By Meghan Crawford
Four years ago, I threw a coin into the Trevi Fountain.
As the old adage says, if you throw a coin in the Trevi, you will come back to Rome. And it was true; I returned to Rome.
Since my arrival here on August 24th, Rome has become my second home. The Italians are so friendly and are truly welcoming to others. When dining in any restaurant, they treat everyone like family and want to make the experience the best it can be. Although I have only been here for a short time, Rome has taught me so much about taking my time and enjoying every moment, whether it be dining for three hours with good friends, having good conversations over coffee, or catching a breath of fresh air while walking to class.
Throughout the semester, I have traveled all over Europe to 18 different places. Some other places in Italy and other places, as far as Warsaw, Poland. I have had some incredible adventures and made so many memories with old friends as well as new ones.
My favorite trip of the semester was also my last trip of the semester, to Switzerland. Upon arriving in the small mountain town of Interlaken, my first thought was, “wow I want to live here.” Interlaken was so picturesque and full of amazing outdoor sports, unique shopping outlets, and of course — A LOT of chocolate and fondue. This place reminded me of the mountain towns my family stays in when we go skiing and felt as if I had found a home away from home. Not only that, but while I was in Interlaken, I crossed a major item off my bucket list, Skydiving.
Although, I was nervous on the flight up to the drop zone, it was an experience I will remember for a lifetime. The views seen from the plane of the snowy mountain peaks and cute little mountain houses with their chimneys full of smoke were comforting. My tandem partner would jump scare the whole plane, (We all thought that was hilarious too, Dave). After the free fall, the instructor flew the parachute from about ten thousand feet all the way back down to the ground.
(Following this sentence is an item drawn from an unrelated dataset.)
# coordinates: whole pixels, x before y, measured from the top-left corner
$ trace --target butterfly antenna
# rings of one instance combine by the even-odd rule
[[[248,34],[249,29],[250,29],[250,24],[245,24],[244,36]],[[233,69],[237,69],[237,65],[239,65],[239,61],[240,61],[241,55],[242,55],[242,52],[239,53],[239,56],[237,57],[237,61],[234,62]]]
The Swiss culture was a style of living that appealed to all. With a mixture of the mountains, lakes, and a small city, everyone could feel at home. The Swiss were equally as friendly as the Romans, but valued different things, such as spending the day skiing with their friends and then heading to Apres Ski after, a popular activity in Interlaken.
As my semester is slowly coming to a close I will take what I have learned while living abroad with me. Whether it is being able to identify Hellenistic and Baroque characteristics in the Architecture of Tiberius’ Imperial villa in Sperlonga or learning that one should not drink a cappuccino after 11 p.m., a typical american mistake. I will miss Rome.
Last week, I threw a coin into the Trevi, I guess we’ll see where my third Roman adventure takes me.